Ho qualche remoto trauma infantile legato alla crema? Ne ho mangiata di cattiva qualità, o andata a male, da piccolo e me la sono inconsciamente legata al dito?
Qualcosa di simile mi succede con certi compositori, tra cui Schumann. Nonostante lo conosca discretamente, se ci penso distrattamente, con la coda della mente, mi evoca un'idea (sbagliatissima) di melenso, di sdolcinato, di romantico nel senso erroneo in cui viene spesso usato. E poi lo sento e mi si rinnova l'amore per la sua musica: non mi stancherei di sentire il concerto per pianoforte in la minore, per esempio, colpevole anche un CD che sentivo spesso, in cui era accoppiato alla sinfonia concertante per violino e viola di Mozart, diretti entrambi da Muti.
Che vuole dire tutto ciò? Niente, mi era capitato di pensarlo, e di chiedermi se entra in gioco un meccanismo simile a quello per cui vorremmo rifuggire da certi impegni o incontri, ma quando poi finalmente li affrontiamo ci rendiamo conto che non avevano niente di così spaventoso e temibile.

Proemio

Questo è il primo messaggio di questo blog. Questo e i prossimi saranno per lo più messaggi di prova, destinati inizialmente ad amici intimi, che conoscono e tollerano me e le mie idiosincrasie.
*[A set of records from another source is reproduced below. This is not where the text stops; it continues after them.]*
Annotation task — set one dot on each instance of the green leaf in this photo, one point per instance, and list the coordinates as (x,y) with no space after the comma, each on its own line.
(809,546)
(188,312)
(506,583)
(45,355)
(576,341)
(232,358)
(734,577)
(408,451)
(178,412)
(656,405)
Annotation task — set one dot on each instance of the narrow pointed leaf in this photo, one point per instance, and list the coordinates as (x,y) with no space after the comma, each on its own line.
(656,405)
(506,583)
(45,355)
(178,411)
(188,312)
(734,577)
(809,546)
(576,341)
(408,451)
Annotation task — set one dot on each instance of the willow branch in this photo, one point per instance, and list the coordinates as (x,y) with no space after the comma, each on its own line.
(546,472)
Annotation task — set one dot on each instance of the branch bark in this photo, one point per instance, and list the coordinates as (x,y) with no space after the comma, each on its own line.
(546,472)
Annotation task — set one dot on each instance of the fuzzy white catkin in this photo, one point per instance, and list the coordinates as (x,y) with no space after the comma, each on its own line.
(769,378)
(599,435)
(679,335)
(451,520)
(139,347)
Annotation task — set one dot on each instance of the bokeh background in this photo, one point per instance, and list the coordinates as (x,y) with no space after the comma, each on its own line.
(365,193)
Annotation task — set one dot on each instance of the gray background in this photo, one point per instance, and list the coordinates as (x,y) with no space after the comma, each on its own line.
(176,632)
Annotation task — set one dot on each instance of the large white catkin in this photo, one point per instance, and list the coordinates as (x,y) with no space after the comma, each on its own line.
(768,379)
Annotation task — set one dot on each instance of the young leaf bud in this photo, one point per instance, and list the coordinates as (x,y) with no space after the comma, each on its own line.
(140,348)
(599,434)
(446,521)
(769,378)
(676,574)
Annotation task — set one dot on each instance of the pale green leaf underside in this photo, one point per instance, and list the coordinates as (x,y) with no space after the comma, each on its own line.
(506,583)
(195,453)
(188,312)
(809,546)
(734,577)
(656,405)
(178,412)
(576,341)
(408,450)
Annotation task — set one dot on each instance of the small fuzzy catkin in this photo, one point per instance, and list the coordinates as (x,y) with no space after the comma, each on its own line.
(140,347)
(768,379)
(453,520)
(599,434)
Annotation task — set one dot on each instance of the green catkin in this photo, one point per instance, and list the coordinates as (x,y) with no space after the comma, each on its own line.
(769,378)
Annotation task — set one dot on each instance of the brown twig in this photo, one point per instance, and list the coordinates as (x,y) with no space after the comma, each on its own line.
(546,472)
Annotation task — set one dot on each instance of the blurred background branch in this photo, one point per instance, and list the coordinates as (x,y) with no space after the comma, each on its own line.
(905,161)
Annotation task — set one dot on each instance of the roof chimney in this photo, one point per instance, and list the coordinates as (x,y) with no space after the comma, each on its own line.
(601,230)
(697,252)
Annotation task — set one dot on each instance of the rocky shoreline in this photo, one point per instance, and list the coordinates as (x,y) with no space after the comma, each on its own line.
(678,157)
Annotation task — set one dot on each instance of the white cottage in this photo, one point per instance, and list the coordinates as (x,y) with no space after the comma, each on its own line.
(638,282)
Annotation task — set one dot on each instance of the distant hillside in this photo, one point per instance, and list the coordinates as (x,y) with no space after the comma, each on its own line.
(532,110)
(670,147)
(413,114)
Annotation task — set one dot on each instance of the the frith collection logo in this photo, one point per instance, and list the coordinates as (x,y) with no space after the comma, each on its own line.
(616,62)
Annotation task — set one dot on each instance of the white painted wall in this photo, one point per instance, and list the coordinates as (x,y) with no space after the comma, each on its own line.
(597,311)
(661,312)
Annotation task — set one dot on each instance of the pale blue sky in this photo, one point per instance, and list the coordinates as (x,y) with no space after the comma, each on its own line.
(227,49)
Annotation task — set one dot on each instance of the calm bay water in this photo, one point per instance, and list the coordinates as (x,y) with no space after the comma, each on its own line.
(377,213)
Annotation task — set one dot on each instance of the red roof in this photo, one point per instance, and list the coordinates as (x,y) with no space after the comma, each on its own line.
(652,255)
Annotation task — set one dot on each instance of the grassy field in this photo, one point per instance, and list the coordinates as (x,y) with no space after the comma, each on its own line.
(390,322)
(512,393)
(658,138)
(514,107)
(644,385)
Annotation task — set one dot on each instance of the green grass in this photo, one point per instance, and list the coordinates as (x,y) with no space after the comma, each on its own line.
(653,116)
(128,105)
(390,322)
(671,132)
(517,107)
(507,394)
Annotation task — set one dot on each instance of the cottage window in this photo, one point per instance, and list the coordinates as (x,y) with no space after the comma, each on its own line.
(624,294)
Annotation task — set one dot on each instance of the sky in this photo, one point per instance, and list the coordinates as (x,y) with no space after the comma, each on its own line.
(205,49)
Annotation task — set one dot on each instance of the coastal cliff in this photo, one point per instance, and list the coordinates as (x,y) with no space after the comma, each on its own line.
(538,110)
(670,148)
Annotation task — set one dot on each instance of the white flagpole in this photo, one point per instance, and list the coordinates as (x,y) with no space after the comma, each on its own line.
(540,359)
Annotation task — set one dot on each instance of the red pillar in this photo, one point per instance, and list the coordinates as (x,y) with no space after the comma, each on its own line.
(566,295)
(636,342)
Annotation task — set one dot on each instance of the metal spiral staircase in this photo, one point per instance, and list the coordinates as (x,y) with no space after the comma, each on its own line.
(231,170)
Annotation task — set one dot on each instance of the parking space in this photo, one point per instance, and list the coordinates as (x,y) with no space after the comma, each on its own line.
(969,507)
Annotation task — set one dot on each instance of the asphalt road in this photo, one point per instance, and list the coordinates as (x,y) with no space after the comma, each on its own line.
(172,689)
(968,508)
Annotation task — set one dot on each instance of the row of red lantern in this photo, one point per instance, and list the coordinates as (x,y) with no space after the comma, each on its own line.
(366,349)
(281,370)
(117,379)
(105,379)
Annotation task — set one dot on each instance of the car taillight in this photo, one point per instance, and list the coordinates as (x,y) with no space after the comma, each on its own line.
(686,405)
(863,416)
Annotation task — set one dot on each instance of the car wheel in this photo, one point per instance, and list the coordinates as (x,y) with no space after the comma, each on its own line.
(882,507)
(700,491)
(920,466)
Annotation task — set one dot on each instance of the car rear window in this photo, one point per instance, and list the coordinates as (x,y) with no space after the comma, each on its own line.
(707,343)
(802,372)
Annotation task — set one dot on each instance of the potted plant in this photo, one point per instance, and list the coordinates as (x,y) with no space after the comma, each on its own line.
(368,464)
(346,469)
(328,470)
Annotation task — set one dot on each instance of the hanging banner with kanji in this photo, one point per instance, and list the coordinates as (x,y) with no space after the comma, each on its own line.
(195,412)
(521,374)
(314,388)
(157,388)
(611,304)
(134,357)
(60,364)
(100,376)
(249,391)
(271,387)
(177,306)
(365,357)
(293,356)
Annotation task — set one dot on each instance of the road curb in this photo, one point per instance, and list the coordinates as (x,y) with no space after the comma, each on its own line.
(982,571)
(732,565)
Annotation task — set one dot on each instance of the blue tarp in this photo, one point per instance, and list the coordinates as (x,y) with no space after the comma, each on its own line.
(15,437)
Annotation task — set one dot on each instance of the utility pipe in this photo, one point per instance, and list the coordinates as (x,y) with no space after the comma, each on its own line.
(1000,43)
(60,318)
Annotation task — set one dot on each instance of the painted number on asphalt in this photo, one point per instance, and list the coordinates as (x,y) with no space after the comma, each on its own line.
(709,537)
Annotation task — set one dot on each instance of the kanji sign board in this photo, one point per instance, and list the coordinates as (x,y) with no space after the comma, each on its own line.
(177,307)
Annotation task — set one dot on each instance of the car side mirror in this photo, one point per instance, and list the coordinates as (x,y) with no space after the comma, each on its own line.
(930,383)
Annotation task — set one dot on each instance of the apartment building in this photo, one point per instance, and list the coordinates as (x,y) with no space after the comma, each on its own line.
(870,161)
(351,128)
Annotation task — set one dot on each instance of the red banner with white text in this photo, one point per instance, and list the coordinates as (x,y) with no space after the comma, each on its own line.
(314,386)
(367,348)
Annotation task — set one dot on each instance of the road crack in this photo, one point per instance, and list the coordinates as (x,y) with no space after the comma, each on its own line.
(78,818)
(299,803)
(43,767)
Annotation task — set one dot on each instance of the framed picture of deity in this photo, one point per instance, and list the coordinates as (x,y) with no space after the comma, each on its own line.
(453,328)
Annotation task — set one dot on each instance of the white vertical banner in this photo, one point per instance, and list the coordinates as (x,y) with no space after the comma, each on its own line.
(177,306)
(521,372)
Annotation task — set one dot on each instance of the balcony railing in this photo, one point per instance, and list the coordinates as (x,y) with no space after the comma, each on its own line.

Per loro, e in futuro per eventuali altri lettori, ricordo che l'Accademia de' Pignuoli da vari anni svolge un'attività intensa, anche se misconosciuta, a favore di minuzie, pignolerie e pedanterie, in campo linguistico, informatico, geografico e così via. I vari membri-ombra tendono a essere specializzati in uno o più di questi campi. I loro amici e parenti, e soprattutto quelli di chi scrive, usufruiscono gratuitamente di consulenze, richieste e no, quando si tratta della corretta ortografia di una parola, di un dettaglio storico o geografico, di azioni che migliorano il mondo a partire dai dettagli meno essenziali. Nulla è troppo marginale per l'AdP!

Nota tecnica: per ora questo blog è riservato ad alcuni amici che ho invitato personalmente. Poi, se sarà il caso, lo aprirò a tutti (non che mi venga in mente perché qualche estraneo possa voler leggere queste note). Mi accingo ora (18 settembre 2007) ad aprire il blog a tutti.